Volltextsuche über das Angebot:

4 ° / -4 ° wolkig

Navigation:
Das Rathaus kommt in die Jahre

Laatzen-Mitte Das Rathaus kommt in die Jahre

Seit Jahren schiebt die Stadt die Sanierung ihres Rathauses vor sich her - und steckt hohe Summen in Reparaturen. Wie lange lässt sich die Sanierung noch aufschieben? Wie ist die Realität unter den Mitarbeitern? Eine Bestandsaufnahme im Sitz der Laatzener Verwaltung.

Voriger Artikel
Juso-Chef zieht positive Jahresbilanz
Nächster Artikel
Stadt reagiert auf Unfall

Für technische Geräte wie die alte Heizungsanlage wird es immer schwieriger, Ersatzteile zu finden.

Quelle: Dorndorf

Laatzen. Als Carolin Braun vor drei Wochen nach kurzer Abwesenheit in ihr Büro zurückkehrt, steht sie vor dem sprichwörtlichen Scherbenhaufen. Die Abdeckung der Leuchtstoffröhren, die seit Jahren über ihrem Schreibtisch hängen, ist direkt auf ihren Arbeitsplatz geknallt. „Ich habe Glück gehabt“, sagt die städtische Architektin - wenn sie in diesem Moment am Platz gesessen hätte, wäre es nicht nur bei einer Macke am Computerbildschirm geblieben.

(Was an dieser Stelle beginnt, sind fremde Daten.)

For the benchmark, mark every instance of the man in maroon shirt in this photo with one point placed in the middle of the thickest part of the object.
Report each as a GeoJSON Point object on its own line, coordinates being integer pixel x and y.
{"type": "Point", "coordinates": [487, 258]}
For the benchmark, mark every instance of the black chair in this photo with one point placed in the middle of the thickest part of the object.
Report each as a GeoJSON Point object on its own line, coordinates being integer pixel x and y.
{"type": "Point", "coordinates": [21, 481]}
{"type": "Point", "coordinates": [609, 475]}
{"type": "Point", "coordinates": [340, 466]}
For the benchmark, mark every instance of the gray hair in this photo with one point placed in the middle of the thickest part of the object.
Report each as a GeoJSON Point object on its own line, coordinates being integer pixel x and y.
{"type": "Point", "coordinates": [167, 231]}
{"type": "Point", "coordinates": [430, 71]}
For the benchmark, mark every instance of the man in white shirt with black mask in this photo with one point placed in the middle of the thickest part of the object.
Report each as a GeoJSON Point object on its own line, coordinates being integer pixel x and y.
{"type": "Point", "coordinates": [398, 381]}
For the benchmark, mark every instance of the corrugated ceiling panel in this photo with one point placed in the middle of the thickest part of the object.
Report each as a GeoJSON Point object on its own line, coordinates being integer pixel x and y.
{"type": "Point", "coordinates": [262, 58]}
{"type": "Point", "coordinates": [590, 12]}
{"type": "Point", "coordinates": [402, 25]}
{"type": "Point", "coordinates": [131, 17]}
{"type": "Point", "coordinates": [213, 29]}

Es sind Materialermüdungen wie diese, die für die Baufachleute und Hausmeister im Rathaus zum Alltag gehören. Die Erklärung für den Lampensturz - inzwischen der dritte - ist längst gefunden. „Die Weichmacher haben sich aus den Abdeckungen gelöst“, sagt Stefan Vietje, der sich im Team Hochbau um den Elektrobereich kümmert. Kein Wunder, schließlich hängen sie seit fast 40 Jahren dort, die wenigsten sind ersetzt worden. Die provisorische Lösung: Die Abdeckungen wurden an all jenen Stellen entfernt, an denen sich oft Personen aufhalten.

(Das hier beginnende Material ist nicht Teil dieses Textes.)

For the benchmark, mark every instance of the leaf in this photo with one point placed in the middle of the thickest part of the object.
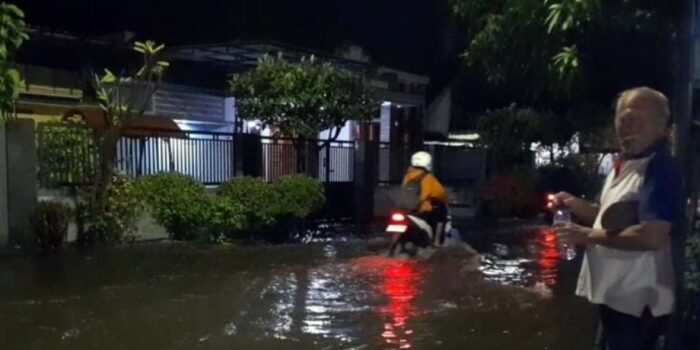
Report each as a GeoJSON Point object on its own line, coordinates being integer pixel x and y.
{"type": "Point", "coordinates": [108, 77]}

Ähnliche Geschichten kann Stephan Gehlhaar über das Heizungssystem erzählen, für das er zuständig ist: Thermostatventile, die sich zu Beginn der Heizperiode nicht mehr aufdrehen lassen, Probleme bei der Ersatzteilbeschaffung, Toilettenkästen, die aus der Verankerung rutschen, undichte Rohre - die Liste der kleinen und großen Mängel ist lang. Und sie kosten: „Es ist schade um das Geld, das wir jetzt in das Haus reinstecken“, sagt Katrin Ortloff, Projektverantwortliche Hochbau für die Rathaussanierung. Denn klar ist schon jetzt: Bei einer Sanierung, die irgendwann auf jeden Fall ansteht, werden viele der jetzt reparierten Dinge wieder ersetzt. Allein für die Brandmelde- und Lautsprecheranlage hat die Stadt 2014 und 2015 etwa 340 000 Euro ausgegeben.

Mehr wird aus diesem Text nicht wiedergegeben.